In the middle of year 2017, Czech Financial Benchmark Facility took PRIBOR over from Czech Forex Club. On December 11, 2018 CFBF was authorized as an administrator under the European Benchmark Regulation (BMR), meaning PRIBOR became one of the first benchmarks to be authorized under BMR.

During its existence, PRIBOR was fixed every business day with a single exception in the summer of 2002, when it was not fixed on August 13 and August 14 due to massive flooding that took place in Czechia.
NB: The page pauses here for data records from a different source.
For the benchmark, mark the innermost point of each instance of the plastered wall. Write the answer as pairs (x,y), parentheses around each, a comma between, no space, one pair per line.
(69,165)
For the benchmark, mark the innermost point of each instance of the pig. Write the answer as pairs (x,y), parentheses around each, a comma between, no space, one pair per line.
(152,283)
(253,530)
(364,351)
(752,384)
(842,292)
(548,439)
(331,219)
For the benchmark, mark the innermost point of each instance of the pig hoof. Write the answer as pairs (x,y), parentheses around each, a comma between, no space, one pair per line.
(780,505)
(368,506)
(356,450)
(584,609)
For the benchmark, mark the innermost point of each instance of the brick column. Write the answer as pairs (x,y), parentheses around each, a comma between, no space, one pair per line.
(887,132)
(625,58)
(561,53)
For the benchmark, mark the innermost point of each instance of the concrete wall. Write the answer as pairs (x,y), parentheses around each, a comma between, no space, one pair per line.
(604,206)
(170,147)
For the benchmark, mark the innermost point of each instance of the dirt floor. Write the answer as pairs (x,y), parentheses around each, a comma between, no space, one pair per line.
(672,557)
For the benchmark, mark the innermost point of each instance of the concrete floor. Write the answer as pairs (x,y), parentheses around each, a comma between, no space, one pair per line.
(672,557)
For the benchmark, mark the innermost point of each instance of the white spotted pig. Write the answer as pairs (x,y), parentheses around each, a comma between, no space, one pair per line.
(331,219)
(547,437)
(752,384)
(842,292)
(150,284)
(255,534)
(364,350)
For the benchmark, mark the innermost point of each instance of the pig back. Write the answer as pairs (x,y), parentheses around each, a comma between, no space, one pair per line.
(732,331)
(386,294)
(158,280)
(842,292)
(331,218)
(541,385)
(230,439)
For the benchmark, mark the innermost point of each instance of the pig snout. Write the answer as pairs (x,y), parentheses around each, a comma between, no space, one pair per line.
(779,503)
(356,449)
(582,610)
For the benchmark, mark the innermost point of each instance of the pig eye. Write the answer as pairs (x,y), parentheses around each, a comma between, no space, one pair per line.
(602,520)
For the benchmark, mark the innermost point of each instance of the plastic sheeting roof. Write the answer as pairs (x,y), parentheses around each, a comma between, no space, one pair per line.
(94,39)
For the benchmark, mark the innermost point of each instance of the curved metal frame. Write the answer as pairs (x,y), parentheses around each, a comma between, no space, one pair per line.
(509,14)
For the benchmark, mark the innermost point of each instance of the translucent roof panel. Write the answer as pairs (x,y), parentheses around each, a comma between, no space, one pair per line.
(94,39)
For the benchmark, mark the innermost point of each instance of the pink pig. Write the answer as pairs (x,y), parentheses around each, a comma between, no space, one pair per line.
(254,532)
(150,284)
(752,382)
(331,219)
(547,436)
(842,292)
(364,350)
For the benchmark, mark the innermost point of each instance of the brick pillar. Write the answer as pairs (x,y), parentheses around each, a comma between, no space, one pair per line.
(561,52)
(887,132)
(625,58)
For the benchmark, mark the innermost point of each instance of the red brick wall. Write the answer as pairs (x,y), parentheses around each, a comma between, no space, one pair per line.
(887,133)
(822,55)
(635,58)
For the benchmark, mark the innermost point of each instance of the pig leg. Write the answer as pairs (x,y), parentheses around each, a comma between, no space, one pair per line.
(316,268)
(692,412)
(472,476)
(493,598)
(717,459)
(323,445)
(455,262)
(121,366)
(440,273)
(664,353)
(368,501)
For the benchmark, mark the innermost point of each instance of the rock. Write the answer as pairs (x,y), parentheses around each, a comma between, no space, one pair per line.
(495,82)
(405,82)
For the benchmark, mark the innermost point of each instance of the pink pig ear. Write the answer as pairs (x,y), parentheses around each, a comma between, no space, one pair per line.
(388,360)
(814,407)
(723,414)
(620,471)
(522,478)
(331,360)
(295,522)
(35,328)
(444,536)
== Definition and the fixing process ==
PRIBOR is defined as follows: "PRIBOR (or Prague Interbank Offered Rate) is the average interest rate at which unsecured CZK funds are offered by Panel Banks in the interbank market, just prior to 11.00am local time." It i fixed every business day according to the rules that are defined in the Code of Conduct and publicly accessible on the administrator's website. Data used to calculate the final rate are supplied daily to the administrator by the so-called "panel banks" (panel is used to designate a group of banks that are compliant with the requirements put forward by BMR and the administrator and who are therefore eligible to contribute to the calculation of the rate). These data consist mostly of prices of the loans made by the panel bank and if those did not take place, it consists of an expert judgement of said prices using knowledge of the underlying markets. There are currently six banks contributing to the calculation of PRIBOR.

== Usage of the rate ==
PRIBOR provides information about the current price of money on the market, which is important information for financial and non-financial corporations as well as for the government, the central bank and for everyone who is interested in either investing or borrowing money. It is used in a wide range of financial instruments, including standard interbank products such as FRAs, Interest Rate Swaps and others.
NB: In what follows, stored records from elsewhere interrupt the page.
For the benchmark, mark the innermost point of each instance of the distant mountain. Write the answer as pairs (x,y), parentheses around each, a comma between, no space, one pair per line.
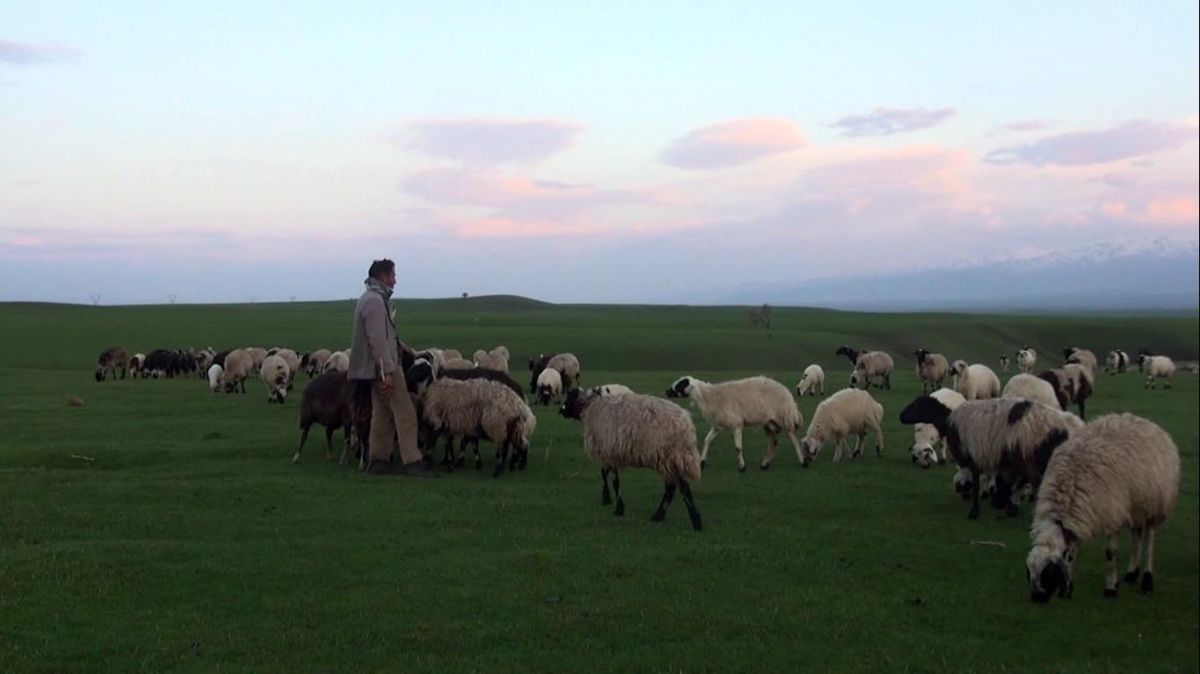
(1152,275)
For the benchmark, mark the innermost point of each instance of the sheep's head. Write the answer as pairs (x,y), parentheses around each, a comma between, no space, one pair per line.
(681,389)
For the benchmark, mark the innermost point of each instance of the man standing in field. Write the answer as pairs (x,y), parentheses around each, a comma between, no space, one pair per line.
(375,363)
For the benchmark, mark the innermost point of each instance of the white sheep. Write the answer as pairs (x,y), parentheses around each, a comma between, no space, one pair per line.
(1158,367)
(976,381)
(755,401)
(925,437)
(635,431)
(850,411)
(276,373)
(1121,471)
(811,383)
(1011,439)
(1031,389)
(550,386)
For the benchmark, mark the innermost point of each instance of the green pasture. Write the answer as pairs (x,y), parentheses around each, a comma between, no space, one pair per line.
(162,528)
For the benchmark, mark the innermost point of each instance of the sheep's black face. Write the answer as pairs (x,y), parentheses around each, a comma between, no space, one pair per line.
(679,389)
PRIBOR is often used as a reference rate for mortgages (so-called floating rate), meaning that their price is wholly or partially dependent on the development of PRIBOR (e.g. interest rate of the mortgage is re-fixed every one/two/three months according to the value of PRIBOR)

== Suspected PRIBOR Manipulation ==
On 24 March 2015, Hospodářské noviny revealed PRIBOR was not a market rate or the rate of the real interest rate, but a fictional figure which does not represent current money market trends. Allegations were made that so-called reference banks manipulated the rate for their own gain, and that such changes resulted in greater income from loans.

The Ministry of Finance of the Czech Republic asked the central bank on April 10, 2015 to investigate whether PRIBOR, the main benchmark for the country's money market, had been manipulated to keep interest rates high.

In a letter to bank governor Miroslav Singer, deputy finance minister Martin Pros referred to "unsettling reports concerning PRIBOR rates, of which the most serious ones include concerns of their manipulation".

== European Benchmark Regulation (BMR) ==
The European Regulation 2019/1011, often called European Benchmark Regulation or BMR, was devised to make financial benchmarks and indices more transparent and robust with regards to their methodology, and to unify the rules by which they are governed across the European Union. One of its main goals is to eliminate the risk of potential future manipulation of the rates (as was the case in the LIBOR scandal) and to try to ensure, that the benchmarks reflect the reality of the underlying markets.

According to this regulation, any benchmark that will not have been authorized under BMR before December 31, 2019 could not be used after this date by any institution supervised in the EU.

PRIBOR is one of the first benchmarks in the EU to fulfill the requirements of the Benchmark Regulation and is administered by an administrator authorized under BMR.